Si l'on compare la Russie qui a gagné la Coupe du Monde de Beach Soccer de la FIFA, Tahiti 2013 et celle qui est en train de disputer Portugal 2015, on note seulement deux changements dans un effectif de 12 joueurs. Ce choix du sélectionneur Mikhail Likhachev semble logique : pourquoi changer une équipe qui gagne et dont l'ambition ne se tarit pas ?

En outre, les résultats obtenus jusqu'ici à Espinho - exception faite de la défaite 6:7 subie face à Tahiti lors de l'ultime journée de la phase de groupes - donnent raison à l'entraîneur. Ce revers a mis fin à une série d'invincibilité de 14 matches en Coupe du Monde, la deuxième en longueur de l'histoire de l'épreuve, et oblige les Russes à se confronter au Brésil en quart de finale. Cela dit, la défaite contre Tahiti a été concédée alors que la Sbornaya avait déjà validé son billet pour le tour suivant. De fait, elle reste candidate au titre mondial, comme elle l'était au moment de poser le pied sur le sol portugais.

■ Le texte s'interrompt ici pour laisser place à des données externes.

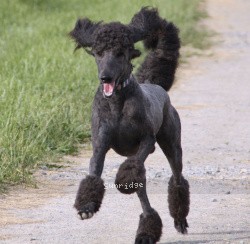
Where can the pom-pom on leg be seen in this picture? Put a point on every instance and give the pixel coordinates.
(130, 176)
(89, 196)
(179, 201)
(150, 228)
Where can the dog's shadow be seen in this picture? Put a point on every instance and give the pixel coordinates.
(245, 236)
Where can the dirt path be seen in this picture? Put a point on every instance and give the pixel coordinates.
(212, 97)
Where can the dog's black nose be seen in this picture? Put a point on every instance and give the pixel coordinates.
(106, 78)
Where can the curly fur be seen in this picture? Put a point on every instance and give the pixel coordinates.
(178, 200)
(130, 113)
(150, 227)
(130, 173)
(91, 189)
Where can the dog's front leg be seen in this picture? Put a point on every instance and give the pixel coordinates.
(131, 173)
(91, 190)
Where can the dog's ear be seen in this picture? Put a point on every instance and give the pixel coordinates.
(134, 53)
(144, 23)
(83, 33)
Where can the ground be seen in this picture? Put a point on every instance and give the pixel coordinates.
(212, 98)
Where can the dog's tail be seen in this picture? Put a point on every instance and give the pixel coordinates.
(162, 39)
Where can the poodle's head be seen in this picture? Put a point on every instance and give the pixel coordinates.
(112, 45)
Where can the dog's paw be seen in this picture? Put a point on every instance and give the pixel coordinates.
(144, 239)
(181, 226)
(130, 176)
(89, 196)
(149, 229)
(87, 211)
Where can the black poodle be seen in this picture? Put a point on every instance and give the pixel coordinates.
(131, 113)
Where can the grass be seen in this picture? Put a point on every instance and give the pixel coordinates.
(46, 91)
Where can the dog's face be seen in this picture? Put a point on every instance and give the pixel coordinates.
(112, 45)
(114, 67)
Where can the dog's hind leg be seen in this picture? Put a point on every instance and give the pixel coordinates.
(91, 189)
(150, 224)
(169, 139)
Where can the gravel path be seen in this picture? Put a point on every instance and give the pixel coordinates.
(212, 97)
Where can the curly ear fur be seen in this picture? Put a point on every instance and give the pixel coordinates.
(83, 33)
(144, 23)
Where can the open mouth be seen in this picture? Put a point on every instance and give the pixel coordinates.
(108, 89)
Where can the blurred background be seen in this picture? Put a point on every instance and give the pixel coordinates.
(46, 90)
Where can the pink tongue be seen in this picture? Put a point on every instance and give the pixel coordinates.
(108, 88)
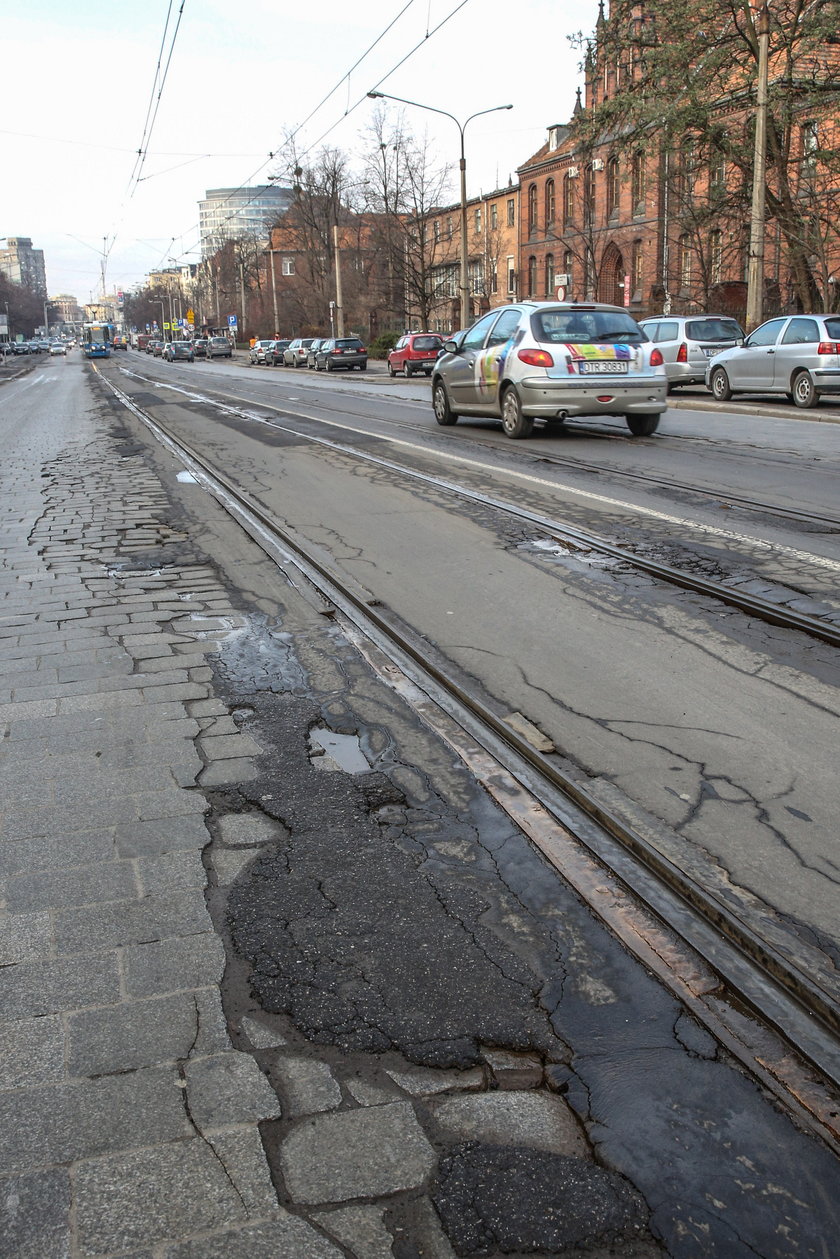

Toutefois, le cas du gardien Ivan Ostrovskii et celui du défenseur Artur Paporotnyi sont différents : alors que le premier débute dans la compétition, le second a déjà été champion du monde à Ravenne 2011.

La même chose, l'expérience en plus
"Pourquoi je n'étais pas Tahiti ? C'était la décision de l'entraîneur", explique à FIFA.com le défenseur russe, aussi expéditif sur le sable qu'au micro. "C'est du passé. Aujourd'hui, je ne pense qu'à jouer et à gagner", poursuit le joueur de 30 ans, qui évolue au FC Kristall de Saint-Pétersbourg, l'une des grosses écuries du championnat de Russie, qui fournit cinq des 12 membres de l'effectif russe.

Le technicien Mikhail Likhachev est pour sa part enchanté par les prestations de Paporotnyi. "Artur a énormément progressé en deux ans. C'est un défenseur, mais il apporte aussi beaucoup à l'équipe en attaque. Il possède une frappe puissante et constitue une option très intéressante sur les coups francs. Je sais qu'il peut encore progresser dans la lecture du jeu, mais je suis très satisfait de lui", explique le stratège russe au micro de FIFA.com.

Cette expérience de 2011 lui donne l'autorité de comparer la sélection russe de cette époque à celle de 2015. "La composition est très similaire, le style de jeu également et les résultats aussi. Je crois que la seule différence est que nous avons plus d'expérience", explique Paporotnyi, qui a foulé le sable portugais lors des trois matches de son équipe en phase de groupes, inscrivant même un but face aux Tahitiens.

Mérite et objectifs
Pour Ostrovskii en revanche, tout est nouveau. "Je suis très fier de faire partie des 12 meilleurs joueurs de mon pays", explique-t-il à FIFA.com. "Chaque match est pour moi un moment à la fois émouvant et historique, dont j'essaie de profiter au maximum", poursuit le joueur de 25 ans, lui aussi pensionnaire du FC Kristall, qui participe à son deuxième tournoi avec la Russie, après les Jeux Européens de Bakou. "Le fait d'avoir disputé les Jeux et d'avoir dans cette équipe plusieurs coéquipiers qui le sont également en club, tout cela a facilité mon adaptation. Et puis, mon rôle est simple. Je suis là pour entrer en jeu et défendre mon but", ajoute le portier, qui a joué quelques minutes lors des deux premiers matches au Portugal.

Que pense Likhachev de son gardien remplaçant ? "Il a un style très différent d'Andrey Bukhlitskiy, mais il est jeune et il vient de réaliser une saison extraordinaire avec son club. Il méritait une opportunité en sélection. Mentalement, il est très stable et il possède également d'excellents réflexes. Il doit encore travailler pour améliorer certains aspects, mais je pense qu'il a un bel avenir dans ce sport."

Ostrovskii et Paporotnyi ont un point commun : le faux pas contre Tahiti n'a absolument pas entamé leur confiance. "Au contraire, ça ne peut que nous rendre plus forts", assure le gardien. Ils partagent également la même opinion sur le quart de finale à venir contre le Brésil, véritable finale avant l'heure. "Pour être champions du monde, il faut pouvoir battre n'importe qui. Nous l'avons déjà fait et nous pouvons le refaire."